One of the things I really enjoyed about this paper was that it was a much fuller syntax & semantics system than anything I've seen in awhile, which means we get to see the nitty gritty in the assumptions that are required to make it all work. Having seen the assumptions, though, I did find it a little unfair for the authors to claim that no language-specific knowledge was required - as far as I could tell, the "language-universal" rules between syntax and semantics at the very least seem to be a language-specific kind of knowledge (in the sense of domain-specific vs. domain-general). In this respect, whatever learning algorithms they might explore, the overall approach seems similar to other learning models I've seen that are predicated on very precise theoretical linguistic knowledge (e.g., the parameter-setting systems of Yang 2002, Sakas & Fodor 2001, Niyogi & Berwick 1996, Gibson & Wexler 1994, among others.) It just so happens here that CCG assumes different primitives/principles than those other systems - but domain-specific primitives/principles are still there a priori.
Getting back to the semantic learning - I'm a big fan of them learning words besides nouns, and connecting with the language acquisition behavioral literature on syntactic bootstrapping and fast mapping. That being said, the actual semantics they seemed to learn was a bit different than what I think the fast mapping people generally intend. In particular, if we look at Figure 5, while three different quantifier meanings are learned, it's more about the form the meaning takes, rather than the actual lexical meaning of the word (i.e., the form for a, another, and any looks identical, so any differences in meaning are not recognized, even though these words clearly do differ in meaning). I think lexical meaning is what people are generally talking about for fast mapping, though. What this seems like is almost grammatical categorization, where knowing the grammatical category means you know the general form the meaning will have (due to those linking rules between syntactic category and semantic form) rather than the precise meaning - that's very in line with syntactic bootstrapping, where the syntactic context might point you towards verb-y meanings or preposition-y meanings, for example.
More specific thoughts:
I found it interesting that the authors wanted to explicitly respond to a criticism that statistical learning models can't generate sudden step-like behavior changes. I think it's certainly an unspoken view by many in linguistics that statistical learning implies more gradual learning (which was usually seen as a bonus, from what I understood, given how noisy data are). It's also unclear to me that the data taken as evidence for step-wise changes really reflect a step-wise change or instead only seem to be step-wise because of how often the samples were taken and how much learning happened in between. It's interesting that the model here can generate it for learning word order (in Figure 6), though I think the only case that really stands out for me is the 5 meaning example, around 400 utterances.
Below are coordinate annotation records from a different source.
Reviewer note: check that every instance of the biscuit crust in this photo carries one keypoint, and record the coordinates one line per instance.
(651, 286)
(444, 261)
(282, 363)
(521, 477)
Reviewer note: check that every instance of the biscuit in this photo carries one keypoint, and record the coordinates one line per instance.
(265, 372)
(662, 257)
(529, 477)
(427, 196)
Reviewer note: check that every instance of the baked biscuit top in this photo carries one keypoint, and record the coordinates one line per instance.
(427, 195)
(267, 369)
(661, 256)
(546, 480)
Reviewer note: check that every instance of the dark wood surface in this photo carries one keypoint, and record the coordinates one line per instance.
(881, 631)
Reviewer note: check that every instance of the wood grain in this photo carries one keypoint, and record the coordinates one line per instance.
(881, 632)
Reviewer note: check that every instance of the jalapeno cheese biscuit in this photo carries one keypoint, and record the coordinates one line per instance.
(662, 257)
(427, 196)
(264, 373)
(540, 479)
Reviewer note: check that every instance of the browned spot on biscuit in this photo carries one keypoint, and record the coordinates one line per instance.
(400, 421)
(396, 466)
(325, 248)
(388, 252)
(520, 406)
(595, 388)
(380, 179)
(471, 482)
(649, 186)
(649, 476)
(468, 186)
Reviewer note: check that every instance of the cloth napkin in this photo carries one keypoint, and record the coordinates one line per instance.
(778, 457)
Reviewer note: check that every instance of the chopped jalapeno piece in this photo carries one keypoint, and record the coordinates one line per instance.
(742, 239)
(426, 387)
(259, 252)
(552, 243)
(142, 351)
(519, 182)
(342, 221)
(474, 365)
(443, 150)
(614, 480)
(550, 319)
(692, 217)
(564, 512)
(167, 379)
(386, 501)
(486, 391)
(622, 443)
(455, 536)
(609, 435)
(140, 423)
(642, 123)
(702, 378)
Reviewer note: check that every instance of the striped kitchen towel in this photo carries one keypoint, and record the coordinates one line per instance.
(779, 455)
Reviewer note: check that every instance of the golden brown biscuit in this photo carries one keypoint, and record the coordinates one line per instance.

I could have used a bit more unpacking of the CCG framework in Figure 2. I know there were space limitations, but the translation from semantic type to the example logical form wasn't always obvious to me. For example, the first and last examples (S_dcl and PP) have the same semantic type but not the same lambda calculus form. Is the semantic type what's linked to the syntactic category (presumably), and then there are additional rules for how to generate the lambda form for any given semantic type?
This provides a nice example where the information that's easily available in dependency structures appears more useful, since the authors describe (in section 6) how they created a deterministic procedure for using the primitive labels in the dependency structures to create the lambda forms. (Though as a side note, I was surprised how this mapping only worked for a third of the child-directed speech examples, leaving out not only fragments but also imperatives and nouns with prepositional phrase modifiers. I guess it's not unreasonable to try to first get your system working on a constrained subset of the data, though.)
I wish they had told us a bit more about the guessing procedure they used for parsing unseen utterances, since it had a clear beneficial impact throughout the learning period. Was it random (and so guessing at all was better than not, since sometimes you'd be right as opposed to always being penalized for not having a representation for a given word)? Was it some kind of probabilistic sampling? Or maybe just always picking the most probable hypothesis?